Two children and an elderly woman named Zarina sit under the shadow of a shawl. They are fanning themselves to beat the 48 degree Celsius summertime heat in northern Afghanistan.

The family fled to Kunduz city, the capital of the northern Afghan province of Kunduz. In recent days, intense fighting has engulfed their village, Dubandi, in the Chardara district.

A lack of government and international assistance has forced them to live in the Duri Sar desert on the city's outskirts.

"The Taliban dragged us out of our house," Zarina says, recalling how they were forced to abandon their mud home. "They came in the middle of the night and told us to get out. May God destroy them."

In many villages across Kunduz, the Taliban awakes civilians in the middle of the night and evicts them from their houses by force. The insurgents then barricade themselves inside.
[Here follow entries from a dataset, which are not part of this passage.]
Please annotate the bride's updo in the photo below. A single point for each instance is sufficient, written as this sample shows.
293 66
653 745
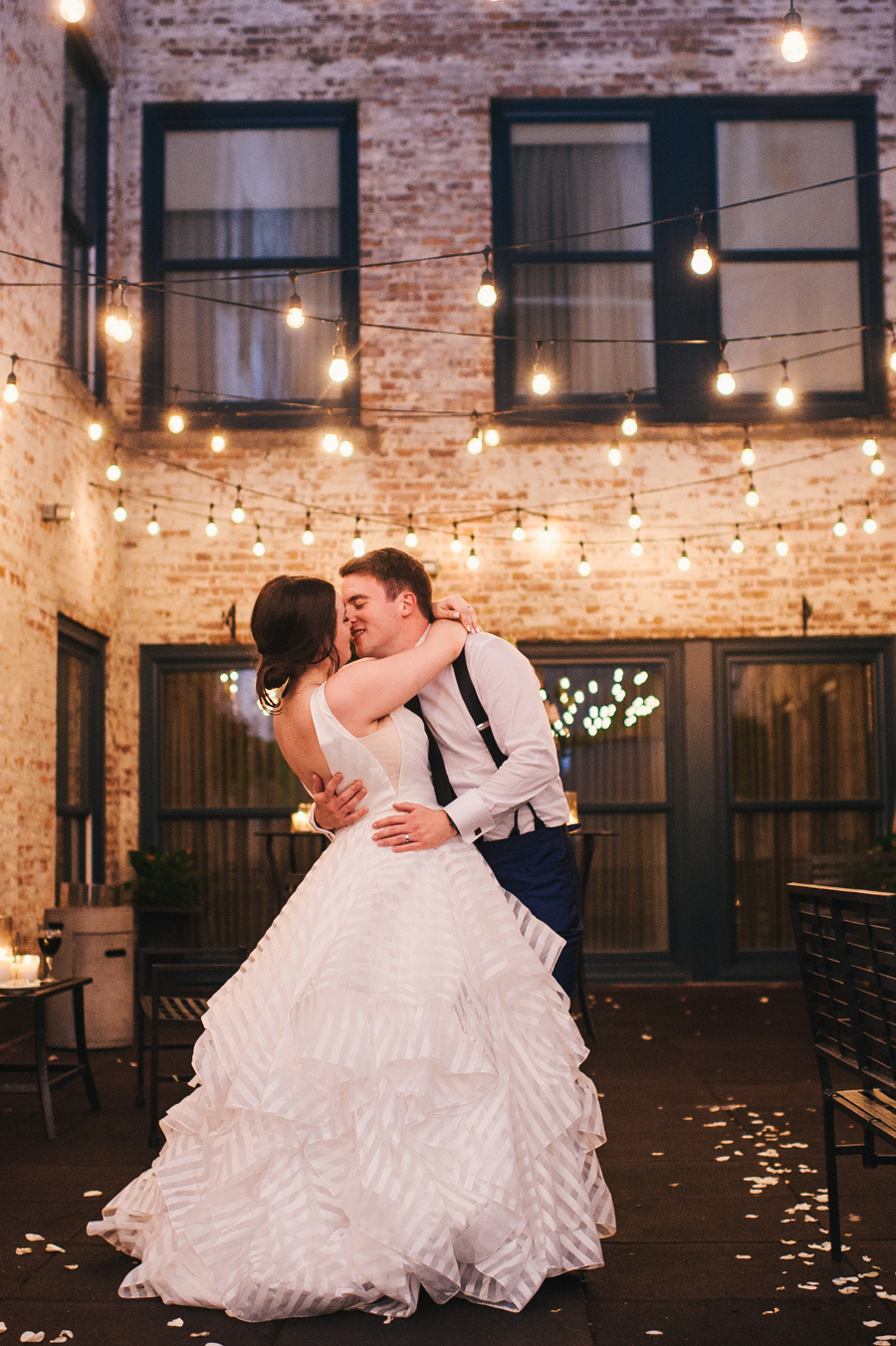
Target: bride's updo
294 625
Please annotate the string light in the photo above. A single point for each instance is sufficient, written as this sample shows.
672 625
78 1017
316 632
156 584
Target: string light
410 538
792 46
701 261
11 389
784 394
487 295
540 377
295 316
726 383
473 561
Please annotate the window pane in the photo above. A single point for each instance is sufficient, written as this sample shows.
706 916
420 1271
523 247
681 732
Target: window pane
773 849
802 731
242 352
218 750
792 297
585 301
252 193
577 176
761 157
626 890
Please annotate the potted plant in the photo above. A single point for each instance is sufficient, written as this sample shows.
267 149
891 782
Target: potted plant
165 894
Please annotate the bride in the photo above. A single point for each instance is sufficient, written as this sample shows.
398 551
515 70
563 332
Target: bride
387 1092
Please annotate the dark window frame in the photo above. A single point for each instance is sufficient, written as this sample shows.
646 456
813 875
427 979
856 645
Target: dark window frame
89 646
160 117
93 230
684 175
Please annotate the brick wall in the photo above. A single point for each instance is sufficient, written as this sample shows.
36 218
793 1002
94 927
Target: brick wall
423 76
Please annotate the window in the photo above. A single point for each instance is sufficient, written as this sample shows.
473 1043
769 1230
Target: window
611 303
84 207
236 198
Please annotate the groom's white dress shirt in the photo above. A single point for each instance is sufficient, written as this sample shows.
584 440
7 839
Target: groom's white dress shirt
509 691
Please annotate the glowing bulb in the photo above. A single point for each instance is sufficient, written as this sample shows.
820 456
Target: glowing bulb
792 46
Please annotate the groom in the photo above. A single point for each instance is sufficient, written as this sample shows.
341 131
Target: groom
491 753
This is a favorite insurgent tactic to hide from government forces who generally refrain from firing on civilians. This way, the Taliban and their Central Asian militant allies often use villagers as human shields.

Ehsanullah is among the province's estimated 200,000 displaced civilians. The 36-year-old remains determined to return to his burned-out home. "I didn't enjoy my life and may die tomorrow [because of depression]," he says.

Ehsanullah, who like many Afghans goes by one name only, recently build a house for his younger brother Asad. He says their family spent 700,000 Afghanis (nearly $12,000) to build a house for Asad and his future bride.

With the house now in the hands of the Taliban, Asad's marriage prospects are minimal, and the family faces a financial catastrophe if their house is burned or damaged.

Saifur Rahman, from the village of Halqa Kol in the Chardara district, fled his poultry farm after the Taliban took over the village. Most roads have been blocked because of the fighting, so families travel downstream in makeshift boats.

"I took out the children in the middle of the night, and we went by boat to the other side of the river. My family almost drowned [during the perilous journey]," Rahman says.

The Taliban ate half his chickens, he adds, and when local police forces took over the village, they ate the other half.

"My farm was looted by both sides, and my losses exceed 200,000 Afghanis ($3,000)."

Another village caught in the crosshairs is Sarake Bala, where Afghan forces distributed pamphlets instructing residents to flee. Later, pro-government troops used their abandoned homes as barricades.

One of the soldiers, Sharafuddin from neighboring Badakhshan Province, says the troops holed up in houses were sometime only 200 meters from the enemy.

Sharafuddin, who has been fighting away from home for three months, says he is reluctant to fire on Taliban strongholds from civilian homes.

"I miss my own house," he says. "If someone opened fire on my house and destroyed it, it would bring me much misery."

Aid groups estimate the fighting in Kunduz, which first began in April, has displaced some 20,000 families.

Kunduz Governor Mohammad Omar Safi recently told journalists that authorities expect thousands more families to be displaced in future military operations. He says the government has invited aid agencies to assist afflicted civilians.

While many of the refugees have found shelter with relatives or in rented houses, thousands have lost both their homes and livelihoods.

Kunduz Refugee Affairs department head Abdul Salam Hashimi warned about the potential spread of disease among displaced homeless civilians.

He says that despite the appalling conditions, only some 2,000 families have received assistance from the government and aid agencies.